Which is all very well, but unless the science is wrong, and we are all obliged to prostrate ourselves in front of the Mineral Council’s Mitch Hooke and beg his forgiveness, then greater action and higher targets will be inevitable.

And it is critically important that Australia has the flexibility to respond to those demands and is not locked into a scheme that protects the interests of a chosen few, at the expense of others. “You need to have a framework that will stand the test of time — you need the moving parts — prices and targets to move with the science. You do yourself a disservice if you lock in fixed mechanisms,” said one business participant this week.

Business played a critical role in the recent mid-term elections in the US; particularly in California, where the clean energy lobby fought off fossil fuel attempts to stymie the state’s climate change bill. The result is that California — the world’s eighth-largest economy — will have a cap-and-trade scheme by 2012. Utilities and traders are wasting little time; the first futures contracts were exchanged last week at more than $US11.50 a tonne/Co2e. China, Korea and Japan all appear set to have trading schemes of their own by 2015 — their business groups demand it because they are looking at their corporate profiles in 2020 and beyond, not just the approaching quarter.

But in Australia, short-termism is rearing its ugly head again — impacting not just the carbon debate but the complimentary measures that are designed to ensure that Australia has a credible alternative to its current reliance on coal-based power.

A shift of much of that capacity to gas seems inevitable.
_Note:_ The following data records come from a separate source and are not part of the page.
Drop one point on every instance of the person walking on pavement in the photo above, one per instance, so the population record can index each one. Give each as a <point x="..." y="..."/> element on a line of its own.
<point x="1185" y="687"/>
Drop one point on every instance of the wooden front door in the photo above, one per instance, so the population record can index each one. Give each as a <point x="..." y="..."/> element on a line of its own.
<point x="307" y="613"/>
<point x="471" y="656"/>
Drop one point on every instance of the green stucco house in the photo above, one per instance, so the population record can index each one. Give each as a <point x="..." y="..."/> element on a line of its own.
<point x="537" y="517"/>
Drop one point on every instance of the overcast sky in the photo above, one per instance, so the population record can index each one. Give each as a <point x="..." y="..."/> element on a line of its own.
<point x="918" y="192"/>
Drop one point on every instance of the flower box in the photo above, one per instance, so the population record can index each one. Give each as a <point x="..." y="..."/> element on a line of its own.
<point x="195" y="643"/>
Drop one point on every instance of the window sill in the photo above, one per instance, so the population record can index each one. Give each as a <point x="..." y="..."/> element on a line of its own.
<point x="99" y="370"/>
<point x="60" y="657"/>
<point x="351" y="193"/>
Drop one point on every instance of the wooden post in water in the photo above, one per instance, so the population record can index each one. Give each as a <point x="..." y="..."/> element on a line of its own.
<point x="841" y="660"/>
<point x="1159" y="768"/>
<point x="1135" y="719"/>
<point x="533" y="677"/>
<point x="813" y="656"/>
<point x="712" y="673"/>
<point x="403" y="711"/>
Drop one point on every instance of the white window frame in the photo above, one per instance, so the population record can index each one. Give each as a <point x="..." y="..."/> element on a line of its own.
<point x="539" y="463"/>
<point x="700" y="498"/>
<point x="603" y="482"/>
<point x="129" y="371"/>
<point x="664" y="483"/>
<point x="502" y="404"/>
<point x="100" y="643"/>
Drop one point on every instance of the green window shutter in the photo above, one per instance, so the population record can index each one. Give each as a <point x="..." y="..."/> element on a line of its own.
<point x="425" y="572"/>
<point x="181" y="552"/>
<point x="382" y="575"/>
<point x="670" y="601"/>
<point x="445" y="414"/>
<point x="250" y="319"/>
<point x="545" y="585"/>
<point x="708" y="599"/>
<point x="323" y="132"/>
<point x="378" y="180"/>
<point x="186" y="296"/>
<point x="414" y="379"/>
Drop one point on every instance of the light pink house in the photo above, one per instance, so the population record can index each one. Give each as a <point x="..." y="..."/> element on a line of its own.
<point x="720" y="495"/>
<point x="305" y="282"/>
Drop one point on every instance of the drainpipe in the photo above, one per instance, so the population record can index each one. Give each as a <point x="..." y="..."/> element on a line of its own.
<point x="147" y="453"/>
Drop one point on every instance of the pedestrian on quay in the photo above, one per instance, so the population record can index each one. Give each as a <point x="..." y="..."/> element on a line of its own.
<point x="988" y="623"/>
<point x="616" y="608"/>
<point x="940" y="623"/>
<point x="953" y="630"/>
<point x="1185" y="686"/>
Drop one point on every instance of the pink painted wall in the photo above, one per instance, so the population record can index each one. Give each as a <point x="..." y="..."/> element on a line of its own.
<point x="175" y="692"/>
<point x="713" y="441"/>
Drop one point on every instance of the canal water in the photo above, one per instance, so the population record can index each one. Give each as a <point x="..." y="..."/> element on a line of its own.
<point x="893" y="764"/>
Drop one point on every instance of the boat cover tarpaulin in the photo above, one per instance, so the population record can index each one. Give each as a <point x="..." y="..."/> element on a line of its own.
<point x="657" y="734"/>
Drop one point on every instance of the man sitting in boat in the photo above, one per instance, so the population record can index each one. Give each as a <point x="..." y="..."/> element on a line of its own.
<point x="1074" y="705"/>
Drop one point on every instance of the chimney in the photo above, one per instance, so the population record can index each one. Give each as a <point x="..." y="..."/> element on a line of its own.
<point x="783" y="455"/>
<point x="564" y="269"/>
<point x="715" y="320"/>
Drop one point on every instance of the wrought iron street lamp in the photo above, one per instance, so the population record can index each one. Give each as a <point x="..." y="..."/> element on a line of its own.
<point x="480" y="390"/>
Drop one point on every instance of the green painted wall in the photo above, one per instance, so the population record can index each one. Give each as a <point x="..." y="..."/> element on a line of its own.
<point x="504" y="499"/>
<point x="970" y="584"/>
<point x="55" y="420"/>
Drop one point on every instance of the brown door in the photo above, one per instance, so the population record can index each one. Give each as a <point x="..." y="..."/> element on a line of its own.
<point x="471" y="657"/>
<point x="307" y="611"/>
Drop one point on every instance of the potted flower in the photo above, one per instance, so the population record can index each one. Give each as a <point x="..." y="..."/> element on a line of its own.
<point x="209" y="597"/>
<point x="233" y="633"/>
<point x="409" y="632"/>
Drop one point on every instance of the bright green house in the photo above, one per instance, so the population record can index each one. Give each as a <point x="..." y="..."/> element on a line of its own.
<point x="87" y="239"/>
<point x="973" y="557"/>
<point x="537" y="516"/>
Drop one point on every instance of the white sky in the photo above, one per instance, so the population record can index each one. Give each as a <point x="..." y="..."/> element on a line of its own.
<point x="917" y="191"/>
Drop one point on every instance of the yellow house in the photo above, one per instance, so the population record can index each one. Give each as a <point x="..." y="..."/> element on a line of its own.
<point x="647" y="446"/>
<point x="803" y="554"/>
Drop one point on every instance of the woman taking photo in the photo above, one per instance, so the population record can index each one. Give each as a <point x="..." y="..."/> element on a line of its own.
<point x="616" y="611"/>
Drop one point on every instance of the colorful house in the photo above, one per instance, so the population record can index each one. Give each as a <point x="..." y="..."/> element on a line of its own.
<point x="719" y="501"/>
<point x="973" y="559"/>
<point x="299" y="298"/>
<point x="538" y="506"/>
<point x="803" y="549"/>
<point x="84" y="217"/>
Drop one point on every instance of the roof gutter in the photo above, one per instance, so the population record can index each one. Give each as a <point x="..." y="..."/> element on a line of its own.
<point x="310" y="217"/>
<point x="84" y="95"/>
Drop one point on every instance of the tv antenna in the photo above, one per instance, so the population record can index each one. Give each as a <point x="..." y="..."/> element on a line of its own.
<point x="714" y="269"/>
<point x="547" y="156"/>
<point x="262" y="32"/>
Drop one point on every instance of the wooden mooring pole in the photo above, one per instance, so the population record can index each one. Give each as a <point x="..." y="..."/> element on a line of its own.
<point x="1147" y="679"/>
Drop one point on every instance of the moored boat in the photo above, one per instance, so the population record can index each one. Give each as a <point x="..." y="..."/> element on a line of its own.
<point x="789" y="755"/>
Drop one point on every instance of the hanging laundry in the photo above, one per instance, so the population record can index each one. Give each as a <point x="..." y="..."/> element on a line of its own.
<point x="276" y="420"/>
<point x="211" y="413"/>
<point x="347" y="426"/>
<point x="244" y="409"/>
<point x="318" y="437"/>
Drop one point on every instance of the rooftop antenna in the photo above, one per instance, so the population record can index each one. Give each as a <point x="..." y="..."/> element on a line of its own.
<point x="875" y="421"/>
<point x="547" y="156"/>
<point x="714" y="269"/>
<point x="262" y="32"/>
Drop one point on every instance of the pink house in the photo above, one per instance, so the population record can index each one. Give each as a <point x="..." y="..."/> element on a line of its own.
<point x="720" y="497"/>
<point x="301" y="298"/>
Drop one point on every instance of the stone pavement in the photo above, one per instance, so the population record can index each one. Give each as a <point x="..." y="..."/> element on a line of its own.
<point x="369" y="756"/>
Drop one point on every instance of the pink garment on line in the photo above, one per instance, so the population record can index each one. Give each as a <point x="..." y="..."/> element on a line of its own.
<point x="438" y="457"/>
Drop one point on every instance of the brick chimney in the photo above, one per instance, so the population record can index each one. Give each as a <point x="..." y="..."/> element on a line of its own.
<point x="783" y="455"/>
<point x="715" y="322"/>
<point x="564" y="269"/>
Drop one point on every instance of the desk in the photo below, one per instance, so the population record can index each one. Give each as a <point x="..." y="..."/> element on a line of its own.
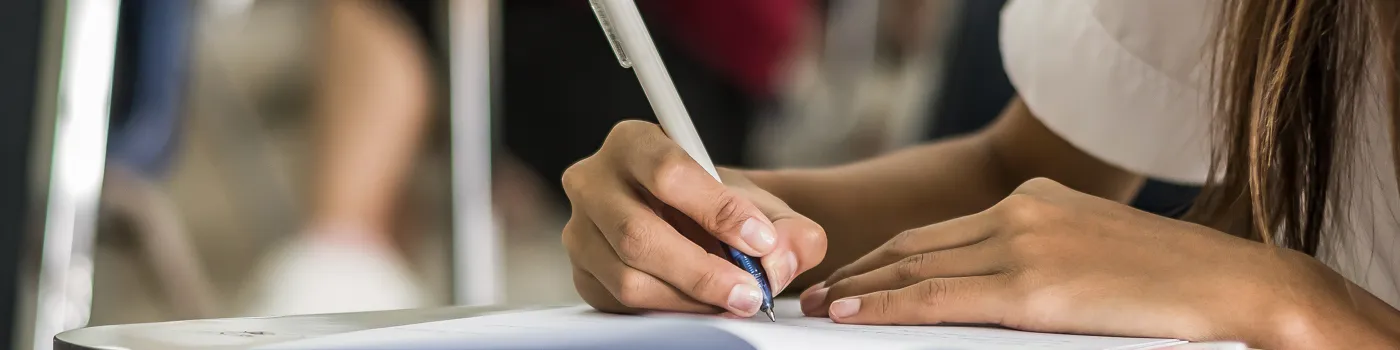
<point x="248" y="332"/>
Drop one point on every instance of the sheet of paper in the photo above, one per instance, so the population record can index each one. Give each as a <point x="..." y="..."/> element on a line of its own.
<point x="583" y="328"/>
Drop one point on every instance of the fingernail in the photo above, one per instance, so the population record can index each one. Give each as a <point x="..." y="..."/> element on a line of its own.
<point x="815" y="298"/>
<point x="758" y="235"/>
<point x="781" y="272"/>
<point x="745" y="298"/>
<point x="844" y="308"/>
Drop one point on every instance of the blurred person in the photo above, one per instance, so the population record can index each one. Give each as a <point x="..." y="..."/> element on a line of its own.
<point x="1281" y="108"/>
<point x="563" y="87"/>
<point x="371" y="105"/>
<point x="375" y="88"/>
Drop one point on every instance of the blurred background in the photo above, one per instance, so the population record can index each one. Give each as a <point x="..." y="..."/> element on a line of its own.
<point x="171" y="158"/>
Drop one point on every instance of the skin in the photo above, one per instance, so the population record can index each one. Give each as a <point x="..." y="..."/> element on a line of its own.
<point x="374" y="86"/>
<point x="1011" y="226"/>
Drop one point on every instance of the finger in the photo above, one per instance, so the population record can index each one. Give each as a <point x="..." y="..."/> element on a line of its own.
<point x="608" y="284"/>
<point x="669" y="174"/>
<point x="801" y="247"/>
<point x="812" y="300"/>
<point x="959" y="262"/>
<point x="801" y="241"/>
<point x="956" y="233"/>
<point x="961" y="300"/>
<point x="643" y="241"/>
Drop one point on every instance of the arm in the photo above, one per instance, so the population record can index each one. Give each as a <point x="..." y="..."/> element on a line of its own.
<point x="863" y="205"/>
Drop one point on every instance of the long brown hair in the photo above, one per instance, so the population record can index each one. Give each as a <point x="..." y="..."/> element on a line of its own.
<point x="1288" y="76"/>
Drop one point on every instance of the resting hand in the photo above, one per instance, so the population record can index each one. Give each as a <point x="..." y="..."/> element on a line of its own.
<point x="646" y="221"/>
<point x="1052" y="259"/>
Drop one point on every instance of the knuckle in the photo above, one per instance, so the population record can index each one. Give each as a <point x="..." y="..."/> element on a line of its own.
<point x="910" y="268"/>
<point x="884" y="303"/>
<point x="728" y="214"/>
<point x="629" y="128"/>
<point x="811" y="240"/>
<point x="632" y="289"/>
<point x="1024" y="209"/>
<point x="704" y="282"/>
<point x="573" y="179"/>
<point x="902" y="244"/>
<point x="931" y="291"/>
<point x="669" y="171"/>
<point x="569" y="238"/>
<point x="1036" y="185"/>
<point x="633" y="244"/>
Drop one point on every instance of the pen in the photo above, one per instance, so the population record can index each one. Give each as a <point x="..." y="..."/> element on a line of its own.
<point x="630" y="41"/>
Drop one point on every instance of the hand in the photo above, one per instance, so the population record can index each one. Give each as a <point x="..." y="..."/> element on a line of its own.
<point x="646" y="221"/>
<point x="1052" y="259"/>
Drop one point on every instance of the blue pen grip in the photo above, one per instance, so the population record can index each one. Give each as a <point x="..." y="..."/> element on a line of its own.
<point x="751" y="265"/>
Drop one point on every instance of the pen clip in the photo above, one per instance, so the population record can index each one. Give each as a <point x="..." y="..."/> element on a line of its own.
<point x="609" y="32"/>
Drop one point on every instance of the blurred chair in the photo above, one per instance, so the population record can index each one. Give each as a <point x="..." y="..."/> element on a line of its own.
<point x="123" y="72"/>
<point x="147" y="111"/>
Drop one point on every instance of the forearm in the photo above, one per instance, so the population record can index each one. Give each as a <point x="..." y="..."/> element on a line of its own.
<point x="863" y="205"/>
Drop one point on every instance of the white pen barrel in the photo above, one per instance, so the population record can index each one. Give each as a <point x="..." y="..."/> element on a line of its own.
<point x="655" y="81"/>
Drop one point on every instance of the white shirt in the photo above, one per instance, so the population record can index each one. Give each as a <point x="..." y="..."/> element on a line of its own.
<point x="1127" y="81"/>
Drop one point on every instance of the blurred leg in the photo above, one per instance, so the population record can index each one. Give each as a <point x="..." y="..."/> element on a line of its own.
<point x="370" y="112"/>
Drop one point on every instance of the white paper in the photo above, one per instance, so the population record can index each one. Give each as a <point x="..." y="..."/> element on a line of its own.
<point x="790" y="332"/>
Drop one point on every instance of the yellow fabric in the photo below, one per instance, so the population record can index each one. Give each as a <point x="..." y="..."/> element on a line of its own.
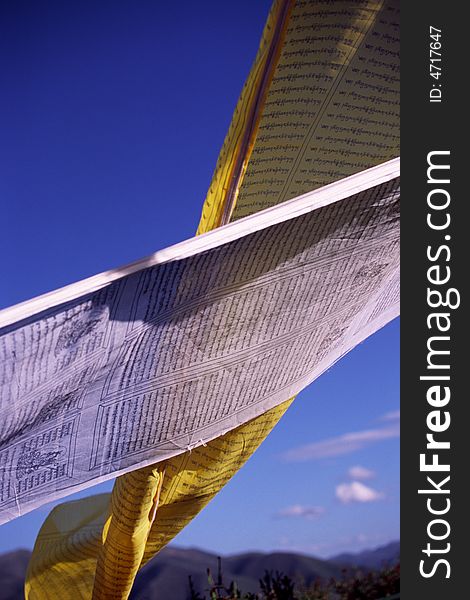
<point x="92" y="548"/>
<point x="266" y="158"/>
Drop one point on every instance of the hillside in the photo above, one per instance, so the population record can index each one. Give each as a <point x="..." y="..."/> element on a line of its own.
<point x="166" y="576"/>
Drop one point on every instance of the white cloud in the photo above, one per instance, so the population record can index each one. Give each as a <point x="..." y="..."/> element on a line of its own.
<point x="297" y="510"/>
<point x="343" y="444"/>
<point x="359" y="472"/>
<point x="393" y="415"/>
<point x="356" y="492"/>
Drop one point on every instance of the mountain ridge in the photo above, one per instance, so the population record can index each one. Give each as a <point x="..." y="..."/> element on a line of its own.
<point x="168" y="573"/>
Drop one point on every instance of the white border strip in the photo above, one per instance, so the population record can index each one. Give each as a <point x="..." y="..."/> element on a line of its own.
<point x="334" y="192"/>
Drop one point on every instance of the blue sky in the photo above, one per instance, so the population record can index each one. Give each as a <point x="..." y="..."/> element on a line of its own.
<point x="112" y="117"/>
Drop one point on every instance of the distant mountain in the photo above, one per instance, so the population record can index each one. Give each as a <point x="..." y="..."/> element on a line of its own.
<point x="170" y="571"/>
<point x="372" y="559"/>
<point x="166" y="576"/>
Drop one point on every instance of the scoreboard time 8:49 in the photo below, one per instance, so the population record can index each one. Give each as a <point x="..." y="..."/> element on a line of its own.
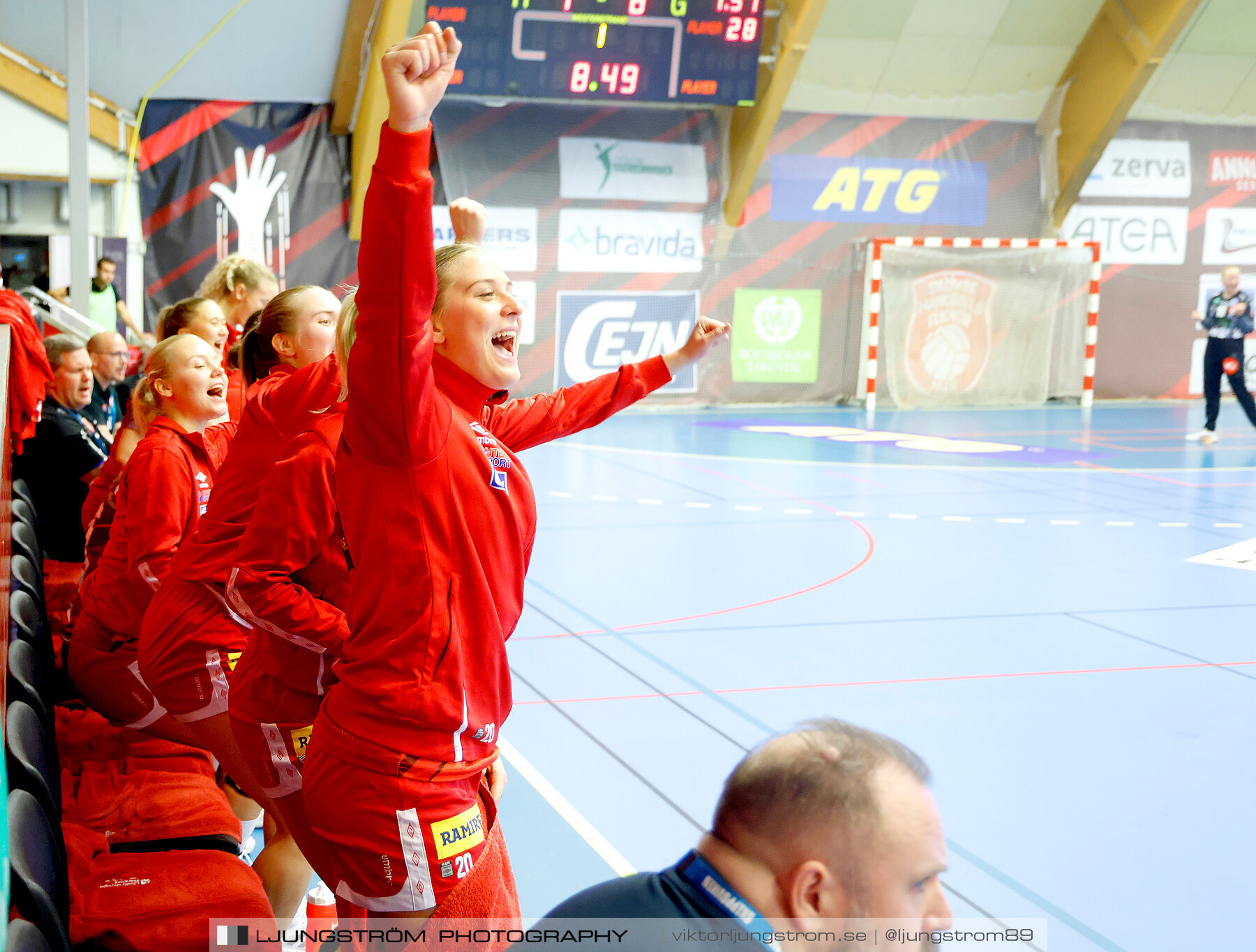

But then what? As the International Energy Agency recognised in its annual World Energy Outlook, gas will work well as a transitional fuel, but it doesn’t address the long-term issue of emissions-free energy. That leaves Australia with three options: the two that are freely discussed — fossil fuels with carbon capture and baseload (or its equivalent) in renewables — and the one that politicians will not discuss — nuclear.

The government clearly has a preference for the first two options but its policy settings suggest great faith in carbon capture. It is a sad fact that, after three years, Labor is unable to point to a single renewable energy project that has been completed as a result of federal policies — the price of renewable energy certificates has slumped back down towards $32/mWh and there is simply no market signal for emerging renewable technologies to push forward.

If this continues, it would want to hope that CCS can deliver, or it will bequeath an even trickier energy dilemma to its successors.